To ensure the security of the data warehouse, we deploy the workgroup inside the VPC and its private subnets making it available only inside the VPC. Since our data traffic should not pass through the internet, we have made the workgroup inaccessible publicly and have not created a NAT gateway in our VPC. Instead, we have created an Interface VPC Endpoint for the Redshift Data endpoint so that all traffic passes through it in order to reach the database. It is also important to note that enhanced VPC routing must be enabled in the workgroup so that it utilizes the VPC’s network. Finally, we have allowed access to the workgroup only from the security group of the ingestion Lambda application. Additional rules can be added in the future to accommodate the use of APIs that query the data warehouse.

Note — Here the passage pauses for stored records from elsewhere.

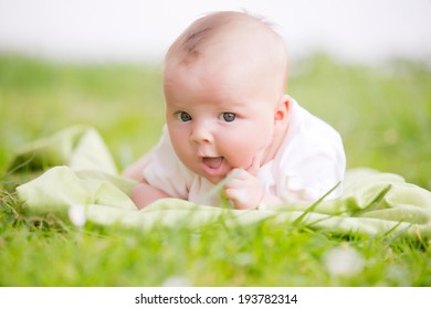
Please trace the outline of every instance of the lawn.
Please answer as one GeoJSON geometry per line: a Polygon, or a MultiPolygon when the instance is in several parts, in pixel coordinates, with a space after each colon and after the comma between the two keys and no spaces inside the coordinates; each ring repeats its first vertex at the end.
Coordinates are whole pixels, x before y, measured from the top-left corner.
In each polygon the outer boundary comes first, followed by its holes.
{"type": "MultiPolygon", "coordinates": [[[[28,141],[90,125],[118,170],[154,146],[164,124],[160,72],[0,56],[0,286],[431,286],[430,239],[270,222],[80,228],[17,201],[7,169],[28,141]]],[[[431,190],[430,73],[424,63],[347,65],[316,55],[292,63],[288,92],[340,132],[348,168],[395,172],[431,190]]]]}

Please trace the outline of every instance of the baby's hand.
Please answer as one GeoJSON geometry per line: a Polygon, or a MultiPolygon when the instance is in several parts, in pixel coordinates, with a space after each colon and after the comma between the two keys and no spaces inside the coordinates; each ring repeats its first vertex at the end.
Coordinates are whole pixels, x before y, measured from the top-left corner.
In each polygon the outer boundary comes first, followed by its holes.
{"type": "Polygon", "coordinates": [[[235,175],[224,185],[224,195],[233,202],[235,209],[256,207],[264,195],[260,180],[243,169],[233,169],[229,174],[233,173],[235,175]]]}

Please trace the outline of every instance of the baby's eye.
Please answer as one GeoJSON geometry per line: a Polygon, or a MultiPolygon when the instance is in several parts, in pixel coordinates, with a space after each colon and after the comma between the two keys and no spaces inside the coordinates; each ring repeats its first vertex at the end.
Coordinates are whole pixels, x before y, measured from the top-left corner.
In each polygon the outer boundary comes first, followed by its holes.
{"type": "Polygon", "coordinates": [[[190,114],[186,113],[186,111],[178,111],[177,113],[177,118],[178,118],[178,120],[180,120],[182,122],[187,122],[187,121],[191,120],[190,114]]]}
{"type": "Polygon", "coordinates": [[[224,120],[227,122],[232,122],[233,120],[235,120],[235,118],[236,118],[236,115],[233,113],[222,113],[220,115],[220,119],[224,120]]]}

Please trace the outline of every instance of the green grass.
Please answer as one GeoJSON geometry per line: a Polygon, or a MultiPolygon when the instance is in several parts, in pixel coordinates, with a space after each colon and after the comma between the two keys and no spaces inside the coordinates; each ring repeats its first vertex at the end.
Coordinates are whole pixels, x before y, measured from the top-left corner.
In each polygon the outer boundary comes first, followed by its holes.
{"type": "MultiPolygon", "coordinates": [[[[83,228],[27,212],[6,173],[20,145],[73,124],[96,127],[123,169],[158,140],[160,67],[60,65],[0,56],[0,286],[431,286],[430,239],[330,235],[271,222],[150,233],[83,228]],[[362,268],[325,263],[350,248],[362,268]]],[[[431,190],[431,74],[419,63],[292,64],[290,94],[344,138],[348,167],[396,172],[431,190]]]]}

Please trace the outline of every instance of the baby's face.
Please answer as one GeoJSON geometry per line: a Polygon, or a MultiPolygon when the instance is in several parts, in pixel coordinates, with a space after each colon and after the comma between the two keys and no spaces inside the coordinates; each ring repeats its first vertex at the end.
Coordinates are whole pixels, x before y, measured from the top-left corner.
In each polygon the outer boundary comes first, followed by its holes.
{"type": "Polygon", "coordinates": [[[255,76],[178,66],[165,77],[166,119],[174,149],[195,173],[218,183],[233,168],[267,161],[277,96],[255,76]]]}

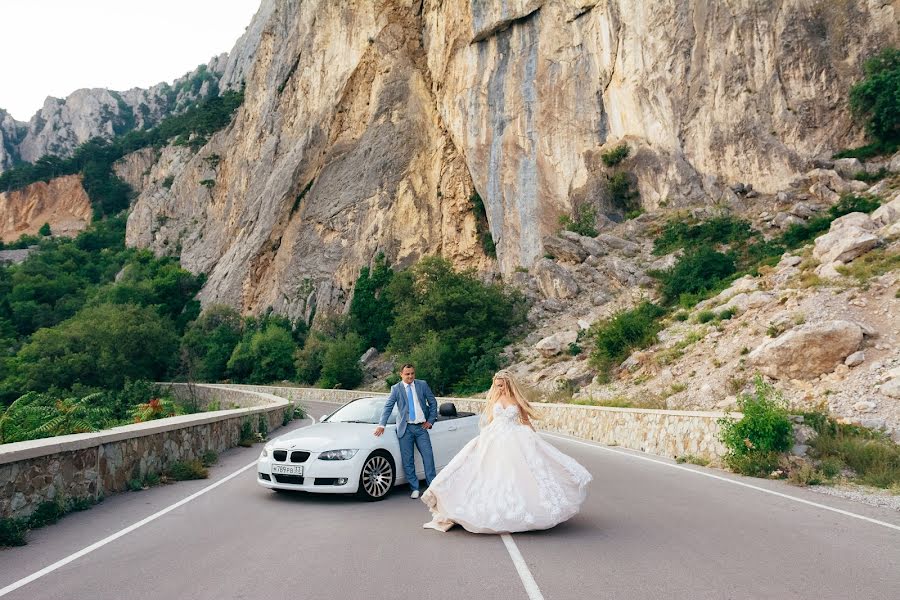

resource "aws_vpc_endpoint" "redshift_data_interface_vpc_endpoint" {
 vpc_id              =
 service_name        = ""
 vpc_endpoint_type   = "Interface"
 subnet_ids          = [,,]
 private_dns_enabled = true

resource "aws_redshiftserverless_workgroup" "data_warehouse_redshift_workgroup" {
 namespace_name       = aws_redshiftserverless_namespace.data_warehouse_redshift_namespace.namespace_name
 workgroup_name       = "data-warehouse-workgroup"
 enhanced_vpc_routing = true
 publicly_accessible  = false
 subnet_ids           = var.private_subnet_ids
 security_group_ids   = []

At this point a very good question may come to the reader’s mind. Why didn’t we utilize Kinesis Firehose to directly store incoming records to Redshift Serverless? Unfortunately, at the moment of writing, this is only possible in case the workgroup is publicly accessible. Something that would compromise the security of our solution. Therefore, we chose to develop a custom application for the storage of data in our Redshift Serverless workgroup and maintain its privacy.

Business Value

Data warehouses on AWS provide a highly scalable and cost-effective solution for storing and analyzing IoT real-time data. By leveraging AWS’s cloud-based infrastructure and services, businesses can easily manage and process large volumes of IoT data in real-time. This allows businesses to derive valuable insights and make informed decisions quickly, leading to improved operational efficiency, enhanced customer experiences, and increased revenue. Additionally, AWS offers a variety of tools and services for data warehouses, such as Amazon Kinesis for real-time data processing and Amazon Redshift which provides powerful analytics capabilities. Overall, data warehouses are an essential component for businesses looking to leverage IoT data to gain a competitive advantage.

In this article we explored a Data Warehouse solution on AWS to meet the requirements of a specific use case while also making our approach general enough to accept extensions and modifications. We ensure that our infrastructure is secure, performant, and scalable by utilizing AWS managed services and the AWS Well-Architected framework.